There is a lot of discussion in markets about the implications of the US fiscal situation.
Three areas to watch for investors are 1) debt ceiling and shutdown risk, 2) Treasury auctions, and 3) US downgrade risk. The complication for markets is that the debt ceiling and shutdown come and go with months between, but Treasury auctions happen every week, and a notice from a rating agency about the US fiscal situation can come with no warning.
In other words, for investors, the fiscal situation is not like watching quarterly earnings but instead a topic constantly lingering in the background that can impact markets with little or no warning—if, for example, a Treasury auction tails or rating agencies issue a statement.
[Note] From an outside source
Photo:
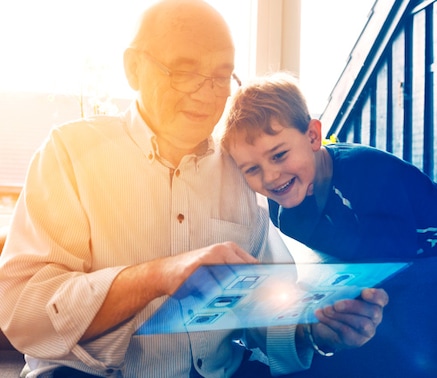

The fundamental question remains: Who is going to buy the growing supply of Treasuries, and at what price?
Looking at net foreign purchases of Treasuries shows that foreign official institutions, i.e., central banks and sovereign wealth funds, have been net sellers of Treasuries since 2015, see chart below.
Foreign private buyers, on the other hand, stepped up purchases when the Fed raised interest rates in 2022. But in 2023 with rates peaking, they have been slowing their purchases, see again the chart below.
The bottom line is that investors across all asset classes need to spend some time not only on who is buying Treasuries—including whether it is yield-sensitive or yield-insensitive buyers—but also on Treasury auction metrics and what the rating agencies are saying and doing.